Thomas Tuchel's Frustration Over National Anthem Moment
Thomas Tuchel cut a frustrated figure after the final whistle, and not just because of the result.
What should have been a landmark moment in his career – standing for the national anthem, taking in his team on the biggest stage – was, in his eyes, hijacked by a crush of cameras and lenses on the touchline.
“I have to tell you something. I'm begging FIFA to change the position of the photographers in the national anthem, because I could not see my team,” Tuchel said, his irritation clear as he relived the scene. “It was a very special moment, and I was standing in front of a wall of 50 photographers and I could not see one single player.”

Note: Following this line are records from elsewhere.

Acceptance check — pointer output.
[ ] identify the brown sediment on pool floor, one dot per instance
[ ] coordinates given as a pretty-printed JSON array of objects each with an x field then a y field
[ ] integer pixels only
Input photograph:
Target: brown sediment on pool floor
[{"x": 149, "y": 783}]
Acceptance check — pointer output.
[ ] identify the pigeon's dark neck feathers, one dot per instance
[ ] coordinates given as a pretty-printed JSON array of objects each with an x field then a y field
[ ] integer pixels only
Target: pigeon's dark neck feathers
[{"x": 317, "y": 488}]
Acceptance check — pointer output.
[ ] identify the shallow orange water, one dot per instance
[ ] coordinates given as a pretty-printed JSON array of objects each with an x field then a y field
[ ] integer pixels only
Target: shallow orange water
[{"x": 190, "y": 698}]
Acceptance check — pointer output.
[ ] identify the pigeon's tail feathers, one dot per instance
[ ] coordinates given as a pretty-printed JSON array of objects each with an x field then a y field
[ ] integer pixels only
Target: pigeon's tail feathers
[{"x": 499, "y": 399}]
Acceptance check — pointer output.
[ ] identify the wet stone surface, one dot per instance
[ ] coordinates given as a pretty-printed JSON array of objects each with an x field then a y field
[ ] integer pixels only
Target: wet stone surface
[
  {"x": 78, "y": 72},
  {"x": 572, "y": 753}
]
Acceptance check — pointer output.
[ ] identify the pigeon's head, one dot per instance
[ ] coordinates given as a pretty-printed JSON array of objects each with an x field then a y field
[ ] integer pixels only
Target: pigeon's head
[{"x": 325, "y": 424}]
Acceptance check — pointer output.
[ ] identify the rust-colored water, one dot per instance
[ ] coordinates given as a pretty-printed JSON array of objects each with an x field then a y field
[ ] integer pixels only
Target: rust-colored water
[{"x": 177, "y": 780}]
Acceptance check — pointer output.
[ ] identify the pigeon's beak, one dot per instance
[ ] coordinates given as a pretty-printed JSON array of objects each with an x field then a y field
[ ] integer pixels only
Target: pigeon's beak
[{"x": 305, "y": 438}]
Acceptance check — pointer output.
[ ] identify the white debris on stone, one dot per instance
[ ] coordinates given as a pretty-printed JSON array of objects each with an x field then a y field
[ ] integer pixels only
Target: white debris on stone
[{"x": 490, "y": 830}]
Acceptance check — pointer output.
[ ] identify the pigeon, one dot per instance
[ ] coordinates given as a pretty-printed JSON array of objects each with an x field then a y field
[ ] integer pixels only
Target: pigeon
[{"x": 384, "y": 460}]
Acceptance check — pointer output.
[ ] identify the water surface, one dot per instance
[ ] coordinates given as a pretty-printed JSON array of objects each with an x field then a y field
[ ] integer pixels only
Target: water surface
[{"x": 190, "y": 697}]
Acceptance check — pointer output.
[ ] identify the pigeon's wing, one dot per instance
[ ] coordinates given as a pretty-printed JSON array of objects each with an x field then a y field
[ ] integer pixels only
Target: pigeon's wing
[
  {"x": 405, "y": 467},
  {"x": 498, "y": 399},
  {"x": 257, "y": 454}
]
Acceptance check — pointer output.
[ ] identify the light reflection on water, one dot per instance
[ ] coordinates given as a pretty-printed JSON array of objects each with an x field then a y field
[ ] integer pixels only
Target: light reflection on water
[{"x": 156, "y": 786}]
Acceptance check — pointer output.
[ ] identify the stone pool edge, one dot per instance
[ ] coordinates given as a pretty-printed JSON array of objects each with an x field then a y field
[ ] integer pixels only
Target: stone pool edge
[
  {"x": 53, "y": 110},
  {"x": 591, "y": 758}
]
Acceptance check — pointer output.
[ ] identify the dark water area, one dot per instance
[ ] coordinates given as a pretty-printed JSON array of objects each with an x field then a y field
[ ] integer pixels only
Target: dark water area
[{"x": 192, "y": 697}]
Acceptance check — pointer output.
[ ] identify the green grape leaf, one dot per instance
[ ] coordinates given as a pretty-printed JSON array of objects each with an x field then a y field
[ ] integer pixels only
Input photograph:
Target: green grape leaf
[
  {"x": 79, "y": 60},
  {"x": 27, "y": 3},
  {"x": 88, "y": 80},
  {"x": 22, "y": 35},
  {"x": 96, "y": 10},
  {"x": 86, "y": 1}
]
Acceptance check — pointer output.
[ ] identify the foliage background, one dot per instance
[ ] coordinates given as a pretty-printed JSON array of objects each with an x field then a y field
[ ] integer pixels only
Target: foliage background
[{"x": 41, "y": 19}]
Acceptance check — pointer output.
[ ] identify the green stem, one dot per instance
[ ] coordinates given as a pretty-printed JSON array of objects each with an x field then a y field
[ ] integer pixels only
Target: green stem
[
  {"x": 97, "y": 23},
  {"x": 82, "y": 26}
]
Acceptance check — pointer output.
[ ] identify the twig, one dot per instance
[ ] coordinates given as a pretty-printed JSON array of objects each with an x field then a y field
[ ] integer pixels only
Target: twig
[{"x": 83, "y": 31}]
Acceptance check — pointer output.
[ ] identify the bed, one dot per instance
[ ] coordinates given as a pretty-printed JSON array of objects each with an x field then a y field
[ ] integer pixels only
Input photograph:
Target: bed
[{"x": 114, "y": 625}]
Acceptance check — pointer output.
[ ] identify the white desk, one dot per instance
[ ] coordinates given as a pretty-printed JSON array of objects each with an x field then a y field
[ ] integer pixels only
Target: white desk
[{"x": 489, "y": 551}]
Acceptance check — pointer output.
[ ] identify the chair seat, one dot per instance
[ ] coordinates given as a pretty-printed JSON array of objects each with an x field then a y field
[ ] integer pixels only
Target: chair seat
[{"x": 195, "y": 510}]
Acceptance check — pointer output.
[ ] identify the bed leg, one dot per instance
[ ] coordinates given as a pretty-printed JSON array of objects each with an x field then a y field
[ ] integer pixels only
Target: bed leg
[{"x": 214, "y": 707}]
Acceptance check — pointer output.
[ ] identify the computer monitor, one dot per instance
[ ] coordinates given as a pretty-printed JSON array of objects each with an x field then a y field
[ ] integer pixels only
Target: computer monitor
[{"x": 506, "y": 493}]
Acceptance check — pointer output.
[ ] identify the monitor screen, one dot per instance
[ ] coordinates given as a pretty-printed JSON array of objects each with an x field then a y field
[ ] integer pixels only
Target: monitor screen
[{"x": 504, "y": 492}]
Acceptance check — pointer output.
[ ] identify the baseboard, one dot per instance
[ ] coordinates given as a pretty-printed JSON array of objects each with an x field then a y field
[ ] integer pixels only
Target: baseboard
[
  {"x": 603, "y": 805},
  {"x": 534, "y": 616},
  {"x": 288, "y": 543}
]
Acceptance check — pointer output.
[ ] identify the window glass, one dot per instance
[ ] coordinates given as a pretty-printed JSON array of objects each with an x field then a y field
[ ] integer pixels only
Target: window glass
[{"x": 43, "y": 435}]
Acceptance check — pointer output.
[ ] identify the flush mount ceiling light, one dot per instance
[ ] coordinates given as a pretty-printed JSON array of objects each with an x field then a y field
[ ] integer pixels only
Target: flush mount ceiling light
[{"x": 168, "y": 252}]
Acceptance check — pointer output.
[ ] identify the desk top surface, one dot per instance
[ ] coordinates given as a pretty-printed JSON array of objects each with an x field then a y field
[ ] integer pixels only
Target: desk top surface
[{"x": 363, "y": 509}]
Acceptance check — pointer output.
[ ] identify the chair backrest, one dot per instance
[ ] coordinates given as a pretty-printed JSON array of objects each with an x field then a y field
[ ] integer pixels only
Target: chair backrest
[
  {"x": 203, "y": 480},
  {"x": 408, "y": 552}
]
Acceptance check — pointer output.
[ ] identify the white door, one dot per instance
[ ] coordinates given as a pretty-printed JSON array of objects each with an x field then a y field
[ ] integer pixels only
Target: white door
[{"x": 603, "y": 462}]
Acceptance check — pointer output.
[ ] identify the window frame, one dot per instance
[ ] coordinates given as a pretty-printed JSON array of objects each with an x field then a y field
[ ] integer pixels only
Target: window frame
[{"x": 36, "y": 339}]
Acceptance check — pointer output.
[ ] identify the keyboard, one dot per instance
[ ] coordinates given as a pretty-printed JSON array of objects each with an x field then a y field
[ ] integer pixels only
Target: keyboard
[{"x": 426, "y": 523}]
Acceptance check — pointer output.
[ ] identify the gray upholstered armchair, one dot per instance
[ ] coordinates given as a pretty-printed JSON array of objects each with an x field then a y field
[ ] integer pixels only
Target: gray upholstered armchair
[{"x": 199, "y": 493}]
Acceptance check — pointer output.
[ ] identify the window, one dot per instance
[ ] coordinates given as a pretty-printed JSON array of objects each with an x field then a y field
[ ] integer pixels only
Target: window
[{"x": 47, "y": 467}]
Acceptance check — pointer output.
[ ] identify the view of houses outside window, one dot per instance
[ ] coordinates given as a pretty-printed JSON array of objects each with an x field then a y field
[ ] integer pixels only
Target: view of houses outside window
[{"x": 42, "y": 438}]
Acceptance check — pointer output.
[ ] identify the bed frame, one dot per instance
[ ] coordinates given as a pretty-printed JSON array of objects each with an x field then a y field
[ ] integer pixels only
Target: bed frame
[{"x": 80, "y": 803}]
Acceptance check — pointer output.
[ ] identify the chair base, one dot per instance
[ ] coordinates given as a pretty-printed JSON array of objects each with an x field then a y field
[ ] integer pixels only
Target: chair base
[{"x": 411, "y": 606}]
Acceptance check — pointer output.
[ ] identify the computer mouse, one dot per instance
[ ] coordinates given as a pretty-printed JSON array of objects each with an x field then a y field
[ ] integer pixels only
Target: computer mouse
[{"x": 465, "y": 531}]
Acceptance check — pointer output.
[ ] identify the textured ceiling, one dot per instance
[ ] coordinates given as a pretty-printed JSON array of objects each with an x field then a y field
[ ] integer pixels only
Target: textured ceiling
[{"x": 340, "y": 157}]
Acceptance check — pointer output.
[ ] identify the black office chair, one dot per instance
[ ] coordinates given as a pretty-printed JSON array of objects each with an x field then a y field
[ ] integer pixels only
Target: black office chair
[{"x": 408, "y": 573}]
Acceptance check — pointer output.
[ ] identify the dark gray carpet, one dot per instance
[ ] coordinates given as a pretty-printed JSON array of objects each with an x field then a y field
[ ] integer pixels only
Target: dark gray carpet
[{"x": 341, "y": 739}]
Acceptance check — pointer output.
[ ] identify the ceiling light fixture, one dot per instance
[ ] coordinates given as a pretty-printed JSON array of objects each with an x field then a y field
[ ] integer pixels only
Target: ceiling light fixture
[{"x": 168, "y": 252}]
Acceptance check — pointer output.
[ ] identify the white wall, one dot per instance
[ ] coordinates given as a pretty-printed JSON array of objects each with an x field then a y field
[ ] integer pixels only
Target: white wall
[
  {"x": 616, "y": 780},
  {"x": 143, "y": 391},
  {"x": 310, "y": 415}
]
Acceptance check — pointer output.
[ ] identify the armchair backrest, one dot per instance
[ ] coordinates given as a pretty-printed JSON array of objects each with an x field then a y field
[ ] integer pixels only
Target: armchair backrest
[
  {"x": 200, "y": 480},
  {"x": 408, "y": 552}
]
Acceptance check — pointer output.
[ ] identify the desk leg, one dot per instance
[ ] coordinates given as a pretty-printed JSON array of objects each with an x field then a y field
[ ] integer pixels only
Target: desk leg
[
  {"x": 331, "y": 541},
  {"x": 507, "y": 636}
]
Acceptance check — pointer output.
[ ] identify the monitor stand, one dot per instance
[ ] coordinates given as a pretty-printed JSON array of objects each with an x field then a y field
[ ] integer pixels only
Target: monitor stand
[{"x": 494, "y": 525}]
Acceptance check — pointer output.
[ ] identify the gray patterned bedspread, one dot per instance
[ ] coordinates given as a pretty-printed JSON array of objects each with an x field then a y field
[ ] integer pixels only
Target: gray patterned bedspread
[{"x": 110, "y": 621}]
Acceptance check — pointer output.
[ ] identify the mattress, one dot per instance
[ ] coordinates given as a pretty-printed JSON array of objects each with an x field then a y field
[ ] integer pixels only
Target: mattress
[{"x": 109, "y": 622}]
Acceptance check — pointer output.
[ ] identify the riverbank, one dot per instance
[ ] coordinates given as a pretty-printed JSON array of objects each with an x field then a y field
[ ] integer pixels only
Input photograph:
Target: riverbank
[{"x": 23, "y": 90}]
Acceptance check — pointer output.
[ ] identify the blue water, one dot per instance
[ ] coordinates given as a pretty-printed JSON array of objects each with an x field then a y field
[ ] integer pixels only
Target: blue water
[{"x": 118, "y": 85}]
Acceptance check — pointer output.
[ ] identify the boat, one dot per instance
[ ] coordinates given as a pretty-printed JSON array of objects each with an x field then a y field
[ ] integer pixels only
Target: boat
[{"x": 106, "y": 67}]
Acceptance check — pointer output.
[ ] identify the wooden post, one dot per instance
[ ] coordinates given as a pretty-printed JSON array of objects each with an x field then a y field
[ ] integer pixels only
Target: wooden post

For a coach who has climbed from the grassroots to the elite, that anthem is not a formality. It is a private checkpoint, a chance to lock eyes with his players before the noise takes over. Instead, he found himself staring at a barricade of bodies and equipment, shut off from the very group he was about to lead into battle.
“It ruined a little bit my experience. It is very emotional,” he admitted. “When I was young and when I started coaching, this was too big to dream of this kind of occasion.”
The complaint was not about a bad angle for the television cameras or a minor inconvenience on the sideline. Tuchel’s appeal went straight to the game’s organisers, a pointed request for FIFA to rethink how it stages one of football’s most symbolic rituals.
On a night that should have been about the team in front of him, the coach was left looking at a wall of photographers and wondering how such a simple moment had been allowed to slip away.